Maria Krysan Shawn Neiforf Univeristy of Illinois Chicago
The goal of this project is to determine which factors influence career success or failure for a powerful but rarely studied group of American workers: newspaper journalists. The study will test several sociological theories about influences on career progression, namely, human capital, social capital/networks and tournament mobility theories. The influence of social capital/networks (who one knows) and human capital (what one knows and can do) is coupled with the finding that early success influences later status and that early failure sets a lower ceiling on a caree. It is hypothesized that a journalist's human capital, social capital/network and job-attainment strategy will largely determine the quality of his or her first job. The quality of that job will contribute to the further accrual or dissipation of human capital and social capital, which in turn will influence the quality of the next job, and so on. It also is hypothesized that early career success will influence the quality of jobs later in the journalist's career. The study will examine how human capital, social networks, job-attainment strategies and tournament mobility may function differently for women than for men and for journalists of color than for their white colleagues. Data will be collected from a representative sample of U.S. reporters and editors who will be asked about their career histories and backgrounds through an innovative Web-based survey. The study will incorporate traditional memory prompts into a new format and assess whether lengthy Web surveys can work with populations that are computer and Internet savvy. The present study is retrospective, but it will provide the opportunity to follow the participants and their careers into the future, thereby providing rich longitudinal data for further examination.
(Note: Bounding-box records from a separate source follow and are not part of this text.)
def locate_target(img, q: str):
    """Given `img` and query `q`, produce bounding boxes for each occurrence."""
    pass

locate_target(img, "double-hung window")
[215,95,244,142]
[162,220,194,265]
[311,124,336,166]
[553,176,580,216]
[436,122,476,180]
There are at least three broader impacts of this study. First, with regard to issues of diversity, this study will help explain why newsrooms remain remarkably white and male, even after decades of diversity efforts. This is especially important in light of the implications of such homogeneity for news coverage of a complex world. Second, from a methodological standpoint, this project examines how Web surveys may be used in broader and deeper ways, including using a longer instrument and collecting retrospective data, particularly social-network data. Finally, this study turns attention to how people are hired into and advance in newsrooms, which gets far less research attention than the news itself. Journalists have the power to tell us what is important and how to think about it and, by extension, what is not important. Yet little is known about the people in charge of news, suggesting that we need a much better understanding of journalists and journalism careers. This study will address that need.